Er blieb stehen. Er hatte ein leises Rascheln vernommen.
Sally hielt ebenfalls an.
»Sally, gehen Sie hinter mir her«, sagte Tom.
»Ich hab die Kanone. Ich müsste vorausgehen.«
»Gehen Sie hinter mir her!«
»Verflucht noch mal.« Doch sie trat hinter ihn.
Tom zog seine Machete und stiefelte los. Überall um sie herum standen verkrüppelte Bäume mit niedrigen, bemoo-sten Ästen. Der Nebel war so dicht, dass man ihre Wipfel nicht erkennen konnte. Dann fiel Tom auf, dass der Wind dem Jaguar nun ihre Witterung zutrug. Er war um sie he-rumgegangen, damit er sie wittern konnte und nicht mehr zu erspähen brauchte.
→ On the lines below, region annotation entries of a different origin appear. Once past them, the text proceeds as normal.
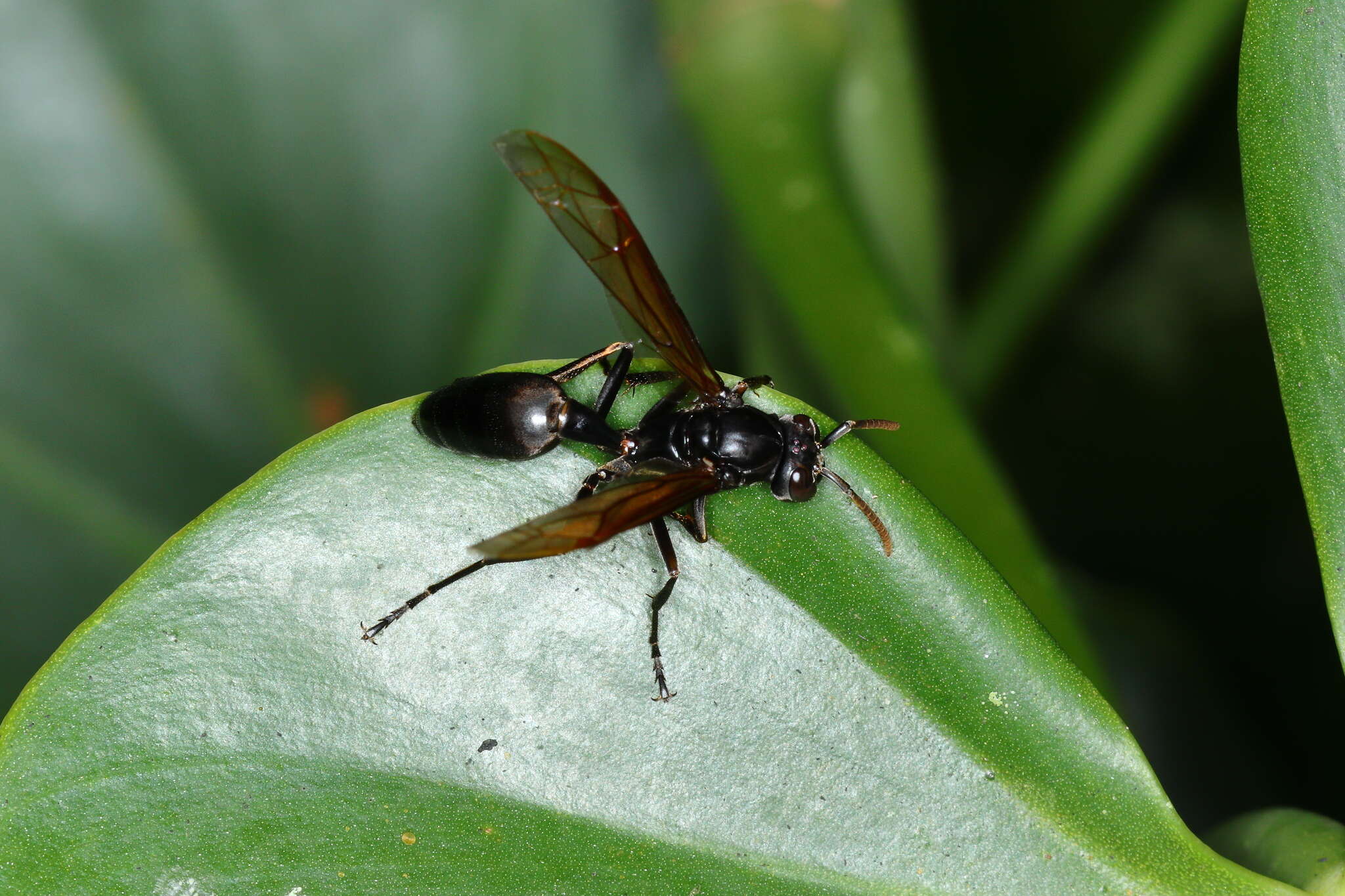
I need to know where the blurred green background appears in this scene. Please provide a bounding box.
[0,0,1329,832]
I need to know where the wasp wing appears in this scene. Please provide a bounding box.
[472,467,718,560]
[495,131,724,399]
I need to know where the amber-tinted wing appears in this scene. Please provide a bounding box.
[495,131,724,399]
[472,467,718,560]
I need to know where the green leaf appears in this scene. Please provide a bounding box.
[0,363,1292,896]
[661,0,1100,678]
[1237,0,1345,666]
[1205,809,1345,896]
[0,0,726,712]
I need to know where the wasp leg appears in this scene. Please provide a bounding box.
[359,559,514,643]
[640,383,692,423]
[669,496,710,544]
[574,457,632,501]
[647,517,678,700]
[546,343,635,383]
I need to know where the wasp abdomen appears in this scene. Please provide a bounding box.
[416,373,566,461]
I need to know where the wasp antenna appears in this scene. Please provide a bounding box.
[822,467,892,557]
[818,421,901,447]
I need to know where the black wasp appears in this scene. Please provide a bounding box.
[364,131,897,700]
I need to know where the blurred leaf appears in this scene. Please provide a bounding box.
[651,0,1099,675]
[1205,809,1345,896]
[958,0,1243,398]
[1237,0,1345,666]
[0,362,1291,896]
[0,0,729,708]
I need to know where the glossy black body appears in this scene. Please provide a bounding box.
[416,372,620,461]
[625,406,788,488]
[416,372,818,501]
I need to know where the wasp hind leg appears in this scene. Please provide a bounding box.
[647,517,678,701]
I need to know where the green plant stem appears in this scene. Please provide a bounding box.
[1205,809,1345,896]
[0,429,167,565]
[958,0,1243,399]
[837,0,948,349]
[1237,0,1345,672]
[662,0,1099,680]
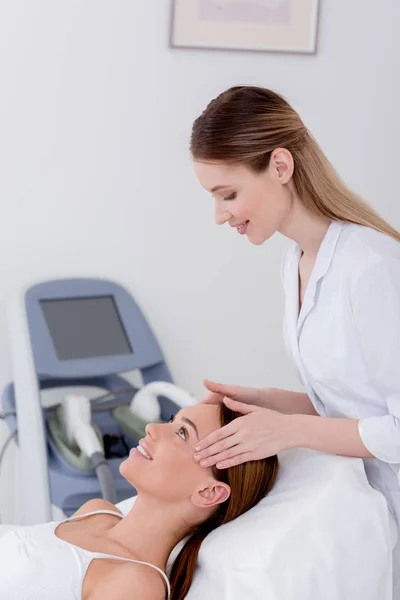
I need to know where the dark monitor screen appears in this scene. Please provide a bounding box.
[40,296,133,360]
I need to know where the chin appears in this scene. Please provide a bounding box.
[247,233,273,246]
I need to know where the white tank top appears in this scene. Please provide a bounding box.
[0,510,171,600]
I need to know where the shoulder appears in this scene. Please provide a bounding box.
[90,563,166,600]
[72,498,122,517]
[335,224,400,278]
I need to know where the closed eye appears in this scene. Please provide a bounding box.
[176,427,189,442]
[224,192,237,201]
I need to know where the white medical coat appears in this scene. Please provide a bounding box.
[282,222,400,523]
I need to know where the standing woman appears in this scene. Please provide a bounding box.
[191,86,400,598]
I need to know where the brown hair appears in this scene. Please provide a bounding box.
[170,404,278,600]
[190,86,400,241]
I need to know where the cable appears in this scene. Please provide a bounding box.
[0,427,18,466]
[0,427,18,523]
[90,452,117,504]
[0,410,17,419]
[0,386,137,419]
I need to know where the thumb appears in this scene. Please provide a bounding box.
[224,398,260,415]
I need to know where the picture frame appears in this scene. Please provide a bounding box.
[170,0,320,54]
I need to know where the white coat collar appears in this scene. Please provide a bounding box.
[289,221,344,335]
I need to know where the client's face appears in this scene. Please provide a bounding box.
[120,404,229,508]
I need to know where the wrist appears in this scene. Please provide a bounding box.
[285,414,312,449]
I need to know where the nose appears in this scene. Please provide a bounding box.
[215,200,232,225]
[145,423,160,441]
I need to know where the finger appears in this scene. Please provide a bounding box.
[194,433,240,461]
[216,452,253,469]
[224,397,260,415]
[200,392,224,404]
[196,444,243,467]
[195,419,238,452]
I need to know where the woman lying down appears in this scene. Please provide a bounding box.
[0,404,278,600]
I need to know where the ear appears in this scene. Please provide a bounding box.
[269,148,294,185]
[191,479,231,508]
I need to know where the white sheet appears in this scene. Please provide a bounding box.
[0,450,397,600]
[120,449,397,600]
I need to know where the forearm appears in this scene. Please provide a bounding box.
[289,415,375,458]
[261,388,318,416]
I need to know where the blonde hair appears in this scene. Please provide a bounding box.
[190,86,400,242]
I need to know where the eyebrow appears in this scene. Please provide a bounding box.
[181,417,199,439]
[211,184,232,193]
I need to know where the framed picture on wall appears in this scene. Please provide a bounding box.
[171,0,319,53]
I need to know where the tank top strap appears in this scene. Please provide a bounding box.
[59,510,171,598]
[60,510,124,524]
[92,552,171,599]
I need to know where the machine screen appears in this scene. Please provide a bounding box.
[40,296,133,360]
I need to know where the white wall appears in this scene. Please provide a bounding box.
[0,0,400,515]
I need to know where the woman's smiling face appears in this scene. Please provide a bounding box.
[120,404,229,502]
[194,159,293,245]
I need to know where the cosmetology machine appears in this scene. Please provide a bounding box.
[2,279,195,525]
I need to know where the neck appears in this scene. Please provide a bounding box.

»Sally, ich spüre, dass er hinter uns her ist.«
»Er ist nur neugierig.«
Tom erstarrte. Da, an die zehn Meter entfernt, stand der Jaguar und offenbarte sich urplötzlich ihren Blicken. Er stand oberhalb ihres Weges auf einem Ast, musterte sie gelassen und bewegte den Schweif. Er sah so prächtig aus, dass Tom der Atem stockte.
Sally hob ihre Waffe nicht zum Schuss, und Tom verstand weshalb. Es war unmöglich, auch nur zu erwägen, ein so wunderschönes Tier zu vernichten.
Nach einem Augenblick des Zögerns sprang der Jaguar mühelos auf einen anderen Ast und lief geschmeidig über ihn hinweg, ohne die beiden Menschen aus den Augen zu lassen. Seine Muskeln wogten unter dem goldenen Fell, das sich wie fließender Honig bewegte.
»Schauen Sie mal, wie schön er ist«, raunte Sally.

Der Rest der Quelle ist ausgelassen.